So, my Photon Mapping experiments led me from CUDA to OpenCL (for better compatibility) and now to Vulkan for even better compatiblity. OpenCL is just not cutting it anymore: abandoned by Apple, ignored by AMD. The latter I found out when I tried to use OpenCL on a mobile Ryzen iGPU under Linux: no go!
So Vulkan it is. I have always found Vulkan to be intimidating. It is just too much, before you will ever see a single triangle on your screen. I am hopeful that Vulkan Compute is less cumbersome, and it seems to be that way.
You still needs heaps and heaps of configuration and setup code, though. And I am slowly making my way through that. You can follow my progress at MinimalVulkanCompute github.
Some other sources for inspiration are Sascha Willems' example and Neil Henning's example
Vulkan uses SPIR-V modules to represent the compute kernels. So I need to port my OpenCL or CUDA code to this. I think I can just transpile my OpenCL code into SPIR-V using Google's clspv project.
After building clspv it appears that it ingests my OpenCL code pretty well, as it manages to create SPIR-V output. So far so good. I still need to execute it in my Vk code. I wonder how much performance is lost by the intermediate step, compared to a native OpenCL driver?
Next order of business is to figure out if I should create staging buffers. For an iGPU, all memory is the same. But for a dGPU, I have a lot of options for which type of memory to use. For instance, using my RX580 Radeon dGPU, I see:
$ ./minimal_vulkan_compute Found 3 physical devices. 8086:4680 iGPU Intel(R) UHD Graphics 770 (ADL-S GT1) 1002:67df dGPU AMD Radeon RX 580 Series (RADV POLARIS10) 10005:0000 CPU llvmpipe (LLVM 15.0.7, 256 bits) 7 mem types. 2 mem heaps. 4096 MiB of local memory [ device-local ] 4096 MiB of local memory [ device-local ] 15908 MiB of non-local memory [ host-visible host-coherent ] 4096 MiB of local memory [ device-local host-visible host-coherent ] 4096 MiB of local memory [ device-local host-visible host-coherent ] 15908 MiB of non-local memory [ host-visible host-coherent host-cached ] 15908 MiB of non-local memory [ host-visible host-coherent host-cached ]
UPDATE
I have the vulkan port finally working as it should. Some things that tripped me up: A Vulkan kernel gets the work group size from the SPIRV. Whereas an OpenCL kernel can just set it in the clEnqueueNDRangeKernel() call, at client side. This makes the clspv route a little tricky: we need to spec the workgroup size in the CL kernel source, using __attribute__((reqd_work_group_size(x, y, z)))

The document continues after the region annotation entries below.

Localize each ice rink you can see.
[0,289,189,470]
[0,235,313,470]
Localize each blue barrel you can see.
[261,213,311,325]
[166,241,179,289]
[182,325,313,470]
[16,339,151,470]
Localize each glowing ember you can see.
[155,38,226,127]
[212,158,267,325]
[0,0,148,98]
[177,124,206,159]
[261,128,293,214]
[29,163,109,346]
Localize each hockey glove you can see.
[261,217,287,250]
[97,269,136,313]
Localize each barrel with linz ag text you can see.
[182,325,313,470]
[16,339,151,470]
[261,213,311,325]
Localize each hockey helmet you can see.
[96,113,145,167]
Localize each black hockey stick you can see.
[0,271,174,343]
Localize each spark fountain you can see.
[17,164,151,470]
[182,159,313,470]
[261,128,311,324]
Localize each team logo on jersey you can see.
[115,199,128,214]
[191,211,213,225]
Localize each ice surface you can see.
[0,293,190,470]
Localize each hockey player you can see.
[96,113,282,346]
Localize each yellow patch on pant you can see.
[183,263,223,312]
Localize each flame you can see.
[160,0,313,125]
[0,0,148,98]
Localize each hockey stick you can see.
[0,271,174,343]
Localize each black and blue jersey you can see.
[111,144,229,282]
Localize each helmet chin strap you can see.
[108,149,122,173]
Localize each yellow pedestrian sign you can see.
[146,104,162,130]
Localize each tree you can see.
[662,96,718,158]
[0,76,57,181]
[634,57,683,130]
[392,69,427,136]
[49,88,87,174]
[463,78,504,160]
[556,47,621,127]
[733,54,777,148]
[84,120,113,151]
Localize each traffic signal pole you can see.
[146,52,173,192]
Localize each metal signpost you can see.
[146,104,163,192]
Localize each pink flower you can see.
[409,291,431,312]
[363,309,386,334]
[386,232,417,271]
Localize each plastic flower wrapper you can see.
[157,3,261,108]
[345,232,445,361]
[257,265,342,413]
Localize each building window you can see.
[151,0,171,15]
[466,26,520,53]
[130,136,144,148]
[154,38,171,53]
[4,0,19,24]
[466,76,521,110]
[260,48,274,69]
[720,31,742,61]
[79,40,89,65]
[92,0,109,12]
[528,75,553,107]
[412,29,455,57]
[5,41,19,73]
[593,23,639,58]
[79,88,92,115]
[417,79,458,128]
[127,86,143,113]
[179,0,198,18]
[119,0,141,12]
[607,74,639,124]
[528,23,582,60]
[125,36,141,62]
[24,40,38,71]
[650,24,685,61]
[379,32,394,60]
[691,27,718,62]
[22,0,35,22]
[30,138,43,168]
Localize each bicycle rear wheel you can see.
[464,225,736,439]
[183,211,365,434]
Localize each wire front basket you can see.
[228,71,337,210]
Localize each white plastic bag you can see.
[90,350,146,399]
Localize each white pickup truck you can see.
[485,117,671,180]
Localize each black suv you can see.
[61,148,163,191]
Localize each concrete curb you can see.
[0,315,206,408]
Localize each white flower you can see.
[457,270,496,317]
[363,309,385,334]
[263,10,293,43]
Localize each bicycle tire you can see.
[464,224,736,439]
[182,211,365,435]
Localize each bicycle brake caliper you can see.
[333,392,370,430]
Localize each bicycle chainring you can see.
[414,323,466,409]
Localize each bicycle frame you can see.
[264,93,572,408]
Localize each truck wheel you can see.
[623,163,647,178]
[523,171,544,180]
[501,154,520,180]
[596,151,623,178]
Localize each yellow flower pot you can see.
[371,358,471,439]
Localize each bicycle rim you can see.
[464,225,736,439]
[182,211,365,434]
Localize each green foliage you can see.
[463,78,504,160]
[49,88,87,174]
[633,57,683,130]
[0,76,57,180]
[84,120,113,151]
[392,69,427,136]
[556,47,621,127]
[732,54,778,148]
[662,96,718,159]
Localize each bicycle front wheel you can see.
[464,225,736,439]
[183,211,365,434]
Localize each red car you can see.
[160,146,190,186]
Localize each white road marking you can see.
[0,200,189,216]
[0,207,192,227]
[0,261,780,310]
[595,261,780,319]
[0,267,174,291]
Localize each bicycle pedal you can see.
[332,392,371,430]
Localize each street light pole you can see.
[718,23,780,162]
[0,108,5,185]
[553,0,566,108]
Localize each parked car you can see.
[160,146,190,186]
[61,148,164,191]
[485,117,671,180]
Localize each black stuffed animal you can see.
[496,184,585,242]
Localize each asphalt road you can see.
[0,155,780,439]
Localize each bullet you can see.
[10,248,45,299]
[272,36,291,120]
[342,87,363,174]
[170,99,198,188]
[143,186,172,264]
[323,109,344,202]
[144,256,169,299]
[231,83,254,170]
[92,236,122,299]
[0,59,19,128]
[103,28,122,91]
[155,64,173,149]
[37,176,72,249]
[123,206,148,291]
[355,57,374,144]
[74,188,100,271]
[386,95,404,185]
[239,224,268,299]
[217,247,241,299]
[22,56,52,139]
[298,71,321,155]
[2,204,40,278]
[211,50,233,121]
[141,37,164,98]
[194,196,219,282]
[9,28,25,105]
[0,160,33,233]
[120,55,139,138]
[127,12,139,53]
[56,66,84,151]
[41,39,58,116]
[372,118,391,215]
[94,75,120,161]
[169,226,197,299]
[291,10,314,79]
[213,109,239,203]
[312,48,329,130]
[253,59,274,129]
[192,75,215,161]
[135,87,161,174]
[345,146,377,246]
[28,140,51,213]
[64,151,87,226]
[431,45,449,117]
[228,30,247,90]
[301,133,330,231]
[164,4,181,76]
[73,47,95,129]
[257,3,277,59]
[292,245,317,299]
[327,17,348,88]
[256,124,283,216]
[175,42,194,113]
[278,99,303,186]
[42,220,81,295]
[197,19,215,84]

The end result is that the CL -> clspv -> SPIRV -> Vulkan overhead takes quite a bit of performance away. The overhead is tolerable on nvidia RTX, but it is too much on Intel:
NVIDIA GeForce RTX 3060 Laptop GPU NVIDIA Corporation with [30 units] OPENCL: rayt: 2953 µs boun: 2989 µs binp: 1458 µs CLSPV+VULKAN: rayt: 3543 μs boun: 3586 μs binp: 1224 μs
Intel(R) UHD Graphics 770 (ADL-S GT1) OPENCL: rayt: 22017 µs boun: 20927 µs binp: 7310 µs CLSPV+VULKAN: rayt: 44635 μs boun: 40133 μs binp: 8490 μs
CONCLUSION
Depending on the platform, my compute time goes up between +20% and +100% when using transpiled OpenCL kernels via clspv. I should also mention that I have found the performance difference between CUDA and OpenCL insignificant.